Bahzell’s ears flattened as Gayrfressa turned her head, looking at him, and her incredulous joy flooded into him through his herd sense. The mutilated socket of her right eye had been filled once again-not with an eye, but with a glittering blue and silver star. It glowed, almost like Wencit of Rum’s wildfire eyes but without the shifting rainbow hue of Wencit’s gaze, and delight roared through Gayrfressa’s heart like the proud, joyous strength of the wind for which she was named as the vision which had been ripped from her was restored.

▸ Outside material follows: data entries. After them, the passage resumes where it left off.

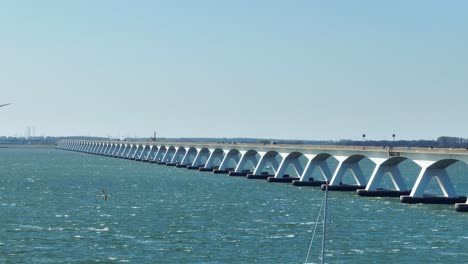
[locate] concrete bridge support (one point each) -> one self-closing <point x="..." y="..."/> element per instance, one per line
<point x="230" y="162"/>
<point x="433" y="170"/>
<point x="200" y="160"/>
<point x="267" y="166"/>
<point x="119" y="151"/>
<point x="151" y="154"/>
<point x="188" y="158"/>
<point x="137" y="152"/>
<point x="214" y="160"/>
<point x="144" y="153"/>
<point x="160" y="154"/>
<point x="247" y="163"/>
<point x="178" y="157"/>
<point x="291" y="160"/>
<point x="316" y="162"/>
<point x="386" y="167"/>
<point x="168" y="155"/>
<point x="344" y="164"/>
<point x="131" y="152"/>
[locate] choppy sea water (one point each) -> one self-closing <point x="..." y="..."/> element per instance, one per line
<point x="51" y="211"/>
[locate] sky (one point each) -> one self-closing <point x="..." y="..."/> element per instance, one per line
<point x="319" y="70"/>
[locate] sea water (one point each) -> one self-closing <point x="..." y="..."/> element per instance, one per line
<point x="52" y="211"/>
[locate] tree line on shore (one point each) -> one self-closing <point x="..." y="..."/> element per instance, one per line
<point x="441" y="142"/>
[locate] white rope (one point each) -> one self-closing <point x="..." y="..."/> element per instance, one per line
<point x="315" y="229"/>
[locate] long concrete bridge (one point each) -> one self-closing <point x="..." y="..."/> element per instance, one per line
<point x="296" y="164"/>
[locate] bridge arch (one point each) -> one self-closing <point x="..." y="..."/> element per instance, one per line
<point x="292" y="166"/>
<point x="268" y="164"/>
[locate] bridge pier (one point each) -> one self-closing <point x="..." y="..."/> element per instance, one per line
<point x="178" y="156"/>
<point x="214" y="160"/>
<point x="344" y="164"/>
<point x="144" y="153"/>
<point x="315" y="162"/>
<point x="232" y="157"/>
<point x="291" y="159"/>
<point x="151" y="154"/>
<point x="168" y="156"/>
<point x="200" y="159"/>
<point x="268" y="162"/>
<point x="433" y="170"/>
<point x="188" y="158"/>
<point x="159" y="155"/>
<point x="247" y="164"/>
<point x="382" y="168"/>
<point x="137" y="152"/>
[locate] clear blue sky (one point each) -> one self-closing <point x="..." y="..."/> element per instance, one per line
<point x="270" y="69"/>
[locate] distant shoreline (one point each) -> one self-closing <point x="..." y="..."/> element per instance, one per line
<point x="27" y="146"/>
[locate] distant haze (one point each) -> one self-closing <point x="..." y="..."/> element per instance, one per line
<point x="321" y="70"/>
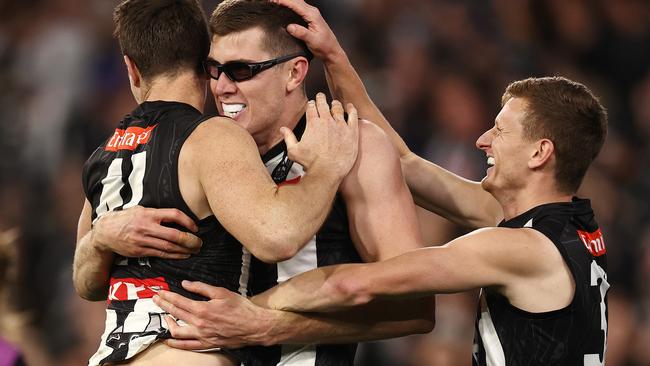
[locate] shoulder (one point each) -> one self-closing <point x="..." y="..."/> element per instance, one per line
<point x="218" y="130"/>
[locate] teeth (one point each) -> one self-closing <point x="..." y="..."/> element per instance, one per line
<point x="232" y="110"/>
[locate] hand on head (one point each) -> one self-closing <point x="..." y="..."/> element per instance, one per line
<point x="318" y="35"/>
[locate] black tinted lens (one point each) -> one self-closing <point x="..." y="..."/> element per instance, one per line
<point x="237" y="71"/>
<point x="212" y="68"/>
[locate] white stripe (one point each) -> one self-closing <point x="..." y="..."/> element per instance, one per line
<point x="494" y="355"/>
<point x="245" y="271"/>
<point x="136" y="178"/>
<point x="111" y="186"/>
<point x="303" y="261"/>
<point x="104" y="351"/>
<point x="296" y="355"/>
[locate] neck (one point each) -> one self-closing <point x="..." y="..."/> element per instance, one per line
<point x="521" y="200"/>
<point x="184" y="87"/>
<point x="289" y="118"/>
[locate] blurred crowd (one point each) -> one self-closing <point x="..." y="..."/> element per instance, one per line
<point x="436" y="68"/>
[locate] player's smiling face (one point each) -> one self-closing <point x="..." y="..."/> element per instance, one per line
<point x="506" y="149"/>
<point x="255" y="104"/>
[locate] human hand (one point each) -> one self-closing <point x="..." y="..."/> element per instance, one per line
<point x="318" y="35"/>
<point x="328" y="143"/>
<point x="138" y="232"/>
<point x="227" y="320"/>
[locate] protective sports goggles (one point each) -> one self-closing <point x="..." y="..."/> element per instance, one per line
<point x="241" y="71"/>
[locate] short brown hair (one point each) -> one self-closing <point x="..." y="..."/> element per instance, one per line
<point x="162" y="36"/>
<point x="233" y="16"/>
<point x="567" y="113"/>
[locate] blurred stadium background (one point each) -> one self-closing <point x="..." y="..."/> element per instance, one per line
<point x="437" y="70"/>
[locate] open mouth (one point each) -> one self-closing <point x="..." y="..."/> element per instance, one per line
<point x="232" y="110"/>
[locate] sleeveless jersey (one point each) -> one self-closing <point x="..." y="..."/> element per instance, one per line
<point x="574" y="335"/>
<point x="138" y="165"/>
<point x="332" y="244"/>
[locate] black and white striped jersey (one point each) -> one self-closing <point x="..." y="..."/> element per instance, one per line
<point x="332" y="244"/>
<point x="574" y="335"/>
<point x="138" y="165"/>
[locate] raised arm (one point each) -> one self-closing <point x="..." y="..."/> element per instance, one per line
<point x="433" y="187"/>
<point x="273" y="222"/>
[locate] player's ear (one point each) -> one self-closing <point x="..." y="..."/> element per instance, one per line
<point x="297" y="72"/>
<point x="132" y="70"/>
<point x="541" y="154"/>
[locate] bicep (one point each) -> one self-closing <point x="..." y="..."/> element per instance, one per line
<point x="383" y="221"/>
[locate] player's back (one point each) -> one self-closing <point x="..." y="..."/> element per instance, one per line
<point x="332" y="244"/>
<point x="574" y="335"/>
<point x="138" y="165"/>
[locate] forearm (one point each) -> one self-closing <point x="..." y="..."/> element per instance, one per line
<point x="453" y="197"/>
<point x="377" y="320"/>
<point x="91" y="269"/>
<point x="326" y="289"/>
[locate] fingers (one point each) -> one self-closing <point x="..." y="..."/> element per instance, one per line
<point x="353" y="119"/>
<point x="211" y="292"/>
<point x="322" y="106"/>
<point x="185" y="337"/>
<point x="337" y="111"/>
<point x="188" y="344"/>
<point x="177" y="305"/>
<point x="175" y="216"/>
<point x="289" y="138"/>
<point x="298" y="6"/>
<point x="299" y="32"/>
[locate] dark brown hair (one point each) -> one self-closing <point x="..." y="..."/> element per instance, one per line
<point x="240" y="15"/>
<point x="568" y="114"/>
<point x="162" y="36"/>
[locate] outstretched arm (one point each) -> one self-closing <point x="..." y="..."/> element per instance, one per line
<point x="134" y="232"/>
<point x="504" y="259"/>
<point x="433" y="187"/>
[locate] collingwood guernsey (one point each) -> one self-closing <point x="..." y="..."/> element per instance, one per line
<point x="138" y="165"/>
<point x="574" y="335"/>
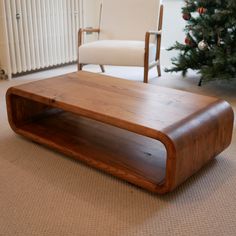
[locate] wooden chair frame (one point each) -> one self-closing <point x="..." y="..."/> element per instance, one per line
<point x="148" y="34"/>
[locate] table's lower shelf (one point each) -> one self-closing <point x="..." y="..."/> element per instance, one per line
<point x="128" y="155"/>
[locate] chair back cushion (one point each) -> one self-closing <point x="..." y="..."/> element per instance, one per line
<point x="128" y="19"/>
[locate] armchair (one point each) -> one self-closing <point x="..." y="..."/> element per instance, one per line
<point x="129" y="35"/>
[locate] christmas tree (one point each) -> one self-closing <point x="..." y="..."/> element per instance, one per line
<point x="210" y="43"/>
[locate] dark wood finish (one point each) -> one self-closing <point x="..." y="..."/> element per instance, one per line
<point x="150" y="136"/>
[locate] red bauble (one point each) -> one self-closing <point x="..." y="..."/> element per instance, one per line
<point x="188" y="41"/>
<point x="201" y="10"/>
<point x="186" y="16"/>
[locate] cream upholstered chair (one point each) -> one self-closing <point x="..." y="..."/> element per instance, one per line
<point x="129" y="35"/>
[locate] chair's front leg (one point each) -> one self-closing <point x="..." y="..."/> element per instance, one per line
<point x="146" y="58"/>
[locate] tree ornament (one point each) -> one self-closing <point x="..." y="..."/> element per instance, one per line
<point x="188" y="41"/>
<point x="186" y="16"/>
<point x="202" y="45"/>
<point x="201" y="10"/>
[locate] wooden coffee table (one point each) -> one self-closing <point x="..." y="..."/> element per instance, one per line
<point x="151" y="136"/>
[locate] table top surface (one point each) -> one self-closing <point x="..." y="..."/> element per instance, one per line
<point x="126" y="104"/>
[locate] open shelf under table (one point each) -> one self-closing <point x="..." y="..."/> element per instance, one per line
<point x="103" y="146"/>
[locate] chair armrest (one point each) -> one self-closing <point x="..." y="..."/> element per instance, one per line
<point x="157" y="33"/>
<point x="158" y="44"/>
<point x="85" y="30"/>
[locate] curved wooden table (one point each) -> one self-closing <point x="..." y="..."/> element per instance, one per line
<point x="151" y="136"/>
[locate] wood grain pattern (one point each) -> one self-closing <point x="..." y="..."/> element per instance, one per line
<point x="151" y="136"/>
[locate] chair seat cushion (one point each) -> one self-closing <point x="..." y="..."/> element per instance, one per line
<point x="115" y="52"/>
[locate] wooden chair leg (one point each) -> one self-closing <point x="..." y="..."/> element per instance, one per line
<point x="80" y="66"/>
<point x="102" y="68"/>
<point x="159" y="70"/>
<point x="145" y="78"/>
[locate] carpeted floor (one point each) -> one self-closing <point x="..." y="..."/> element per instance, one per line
<point x="45" y="193"/>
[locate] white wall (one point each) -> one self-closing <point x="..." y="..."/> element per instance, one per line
<point x="4" y="51"/>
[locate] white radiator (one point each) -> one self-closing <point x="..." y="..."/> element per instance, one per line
<point x="42" y="33"/>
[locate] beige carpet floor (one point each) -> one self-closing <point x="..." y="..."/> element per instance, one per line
<point x="45" y="193"/>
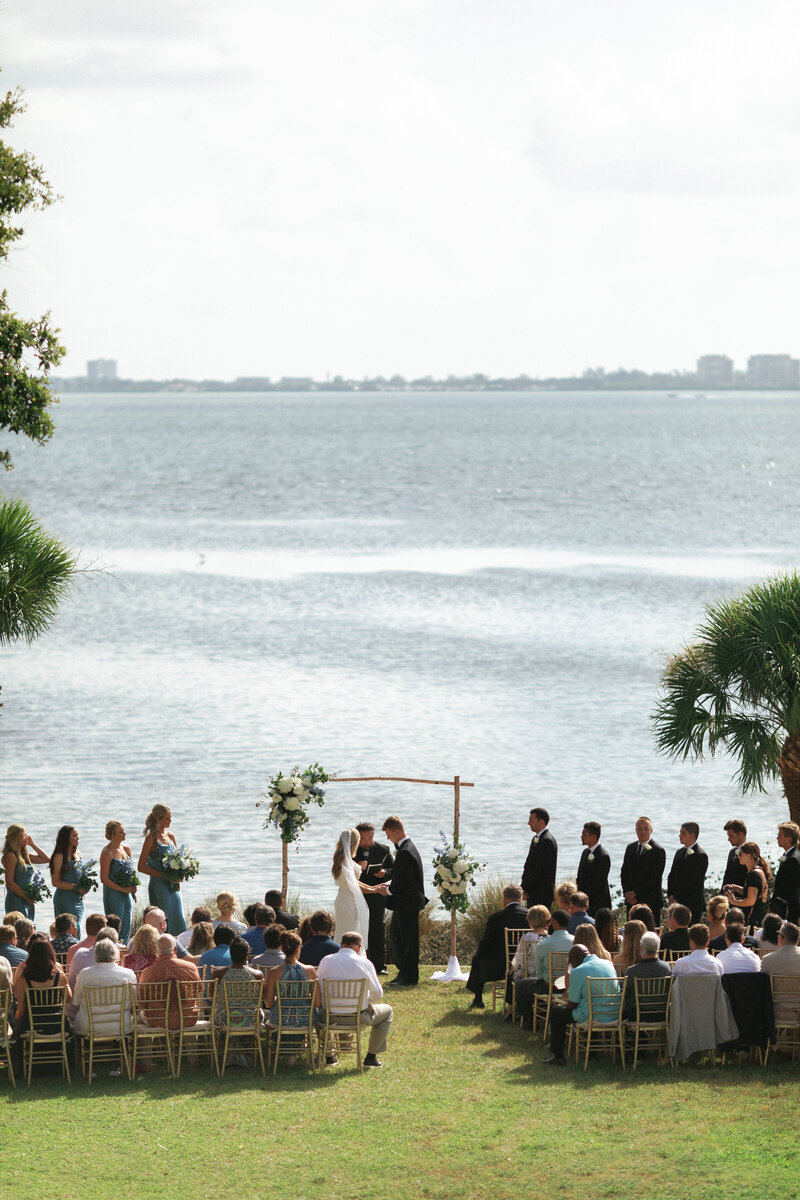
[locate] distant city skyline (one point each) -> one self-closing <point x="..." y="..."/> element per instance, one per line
<point x="421" y="186"/>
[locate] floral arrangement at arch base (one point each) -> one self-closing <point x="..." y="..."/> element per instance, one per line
<point x="455" y="874"/>
<point x="289" y="798"/>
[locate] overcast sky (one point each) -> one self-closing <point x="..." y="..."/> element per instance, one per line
<point x="416" y="186"/>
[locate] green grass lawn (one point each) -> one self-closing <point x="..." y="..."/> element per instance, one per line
<point x="462" y="1108"/>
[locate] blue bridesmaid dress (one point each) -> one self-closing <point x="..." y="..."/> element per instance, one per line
<point x="68" y="901"/>
<point x="161" y="892"/>
<point x="121" y="903"/>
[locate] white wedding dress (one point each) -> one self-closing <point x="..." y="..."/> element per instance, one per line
<point x="350" y="907"/>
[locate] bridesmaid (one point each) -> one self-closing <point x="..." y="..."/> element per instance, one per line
<point x="157" y="843"/>
<point x="17" y="863"/>
<point x="118" y="897"/>
<point x="64" y="863"/>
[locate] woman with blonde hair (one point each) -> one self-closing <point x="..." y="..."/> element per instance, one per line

“You’ve always seen more than most, Daughter,” Lillinara told her gently. “Now you’ll be able to see what others see, as well. And perhaps,” the goddess smiled almost impishly, and delight chuckled and rippled through the glorious harmony of her voices, “you’ll see just a little more clearly than they while you’re about it.”

She stepped back, beside Tomanak, and the two deities gazed at the four mortals before them for a long, silent moment. Then, in unison, they bent their heads in a bow of farewell and vanished.

Human, hradani, and coursers looked at one another, bemused, shaken, joyous, and somehow deeply rested and refreshed, and the voices of god and goddess whispered in the backs of their brains.

“Love each other, children. Love each other always as much as you do now, for yours is a song this world will long remember, and love is what will take you there, and give you strength, and bring you home to us in the end.”